Our region has been at the nexus of world events for thousands of years. Today, the world's future, as well as its past, meets here. Not only our countries … but the entire global community … will be shaped by the roads we take … To bring economic and political empowerment to millions of young people … To ensure that moderation and respect triumph over division and aggression … To expand opportunities and prosperity across our societies.
And it won't be enough to avoid the dangers. We must also move ahead with positive action. Creating millions more jobs, and better jobs … Higher standards of living, for more people … New access to modern skills and knowledge ... And an end to the heavy price of wars and division. These are not only social concerns. As all of you know, they are the strength behind the strength of national security policy.
But if the challenges are real … so are our strengths. The Arab World of today has tremendous resources and human capabilities ... A long history of global engagement ... and a deep heritage of social responsibility and justice. These are tools that we can use, and must use, to shape the Middle East of the future. In all this, united effort is key.
Our region will not enjoy security and stability unless we solve the Palestinian Israeli conflict, and Arabs, Muslims and Israelis find peace. We are committed. The Arab Peace Initiative offers more than just an end of conflict … It offers a lasting peace, that will allow Israel to have normal relations with 57 Arab and Muslim countries, and will free our region from the threat of war and conflict.
But this opportunity cannot last forever. Geographic and demographic changes are threatening the essence of the initiative: a two state solution, which will guarantee the Palestinians the freedom and statehood they have long been denied, and will ensure for Israel the security it seeks.
The stakes are high. As a solution continues to elude us, faith in negotiations, as the only path to peace and justice, is eroding. And if hope is killed, radical forces will prevail. The region will sink into more vicious warfare and instability … threatening security far beyond the borders of the Middle East.

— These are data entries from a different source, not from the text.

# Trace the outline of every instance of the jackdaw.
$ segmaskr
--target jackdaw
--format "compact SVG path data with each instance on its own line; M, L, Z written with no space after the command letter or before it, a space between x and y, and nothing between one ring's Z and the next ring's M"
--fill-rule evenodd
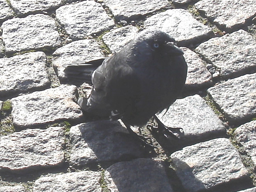
M155 114L168 108L182 92L187 70L183 54L166 33L145 30L111 56L64 66L68 77L85 80L97 67L92 73L90 96L79 100L84 111L112 120L121 119L129 132L136 136L130 126L145 125L154 116L166 135L172 134L170 128Z

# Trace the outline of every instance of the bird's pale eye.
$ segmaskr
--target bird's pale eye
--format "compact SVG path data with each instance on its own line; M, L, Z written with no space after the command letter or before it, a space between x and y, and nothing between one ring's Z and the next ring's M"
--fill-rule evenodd
M154 47L155 48L158 48L158 47L159 47L159 45L158 44L158 43L154 43L153 46L154 46Z

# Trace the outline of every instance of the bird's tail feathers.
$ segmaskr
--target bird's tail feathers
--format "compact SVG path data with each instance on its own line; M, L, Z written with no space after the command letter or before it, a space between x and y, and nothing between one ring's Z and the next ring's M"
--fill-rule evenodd
M70 81L78 81L92 84L92 75L93 71L101 65L105 58L88 61L77 61L64 64L64 72Z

This is why it is essential that we rescue the new round of negotiations between the Palestinians and Israeli. The talks were launched in Washington in last September, against a backdrop of pessimism. We all knew how difficult it was to restore trust between the parties, and move forward. But we also knew that a vacuum in peace efforts will be too costly … And we hoped that all sides had realized that the status quo could not be sustained … That it only means sliding into darkness.
But the talks hit a major deadlock even before they got to address the substantive issues. Israel would not extend the moratorium on settlement buildings … And the Palestinians could not remain engaged in negotiations, while new settlements were changing facts on the ground, and compromising the viability of the future Palestinian state.

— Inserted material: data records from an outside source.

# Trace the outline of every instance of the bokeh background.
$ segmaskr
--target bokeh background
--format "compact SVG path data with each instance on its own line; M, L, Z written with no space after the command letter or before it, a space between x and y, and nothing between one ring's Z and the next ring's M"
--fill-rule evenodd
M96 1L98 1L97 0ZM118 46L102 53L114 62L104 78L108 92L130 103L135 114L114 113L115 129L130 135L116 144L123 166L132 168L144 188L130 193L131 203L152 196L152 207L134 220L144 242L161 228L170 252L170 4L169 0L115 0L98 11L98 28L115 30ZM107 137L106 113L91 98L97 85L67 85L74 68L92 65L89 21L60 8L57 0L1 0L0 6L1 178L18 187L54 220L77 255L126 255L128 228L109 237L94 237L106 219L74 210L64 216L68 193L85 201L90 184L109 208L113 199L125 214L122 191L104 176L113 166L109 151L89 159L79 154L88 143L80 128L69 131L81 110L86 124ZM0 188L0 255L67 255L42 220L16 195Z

We can, and must, end the deadlock. To do so, we do not need new solutions. We need will, we need commitment, and we need courage to make hard decisions. The building of settlements has to stop, and the parties must sit around the negotiation table … To discuss territories … borders … security … refugees … Jerusalem, and other final status issues. Only through such serious negotiations, will we get to the end game: An independent and viable Palestinian state, living side by side a secure Israel, that is accepted and accepting, in a region of peace.
The alternative is new conflicts that will reverberate far beyond the borders of the Middle East … Conflicts that will threaten the strategic national interests of the United States, Europe and the rest of us in the international community. The world has already been dragged into regional conflicts … And it will certainly be involved in new confrontations, that will erupt in this environment of frustration and tension.
For our region's future, for the world's, we must help the parties keep their eyes on the prize. There is no excuse for politics-as-usual. You, who are part of the Manama Dialogue, understand the deep security issues at stake. If we are going to meet the urgent demands of this century … If we are to solve the challenges that are on your agenda here this week … our region must have a platform of peace and security. Your leadership, here and in the days ahead, can help build the regional and global architecture to achieve these goals. I urge you to contribute your wisdom to the solutions … and I wish you the greatest success.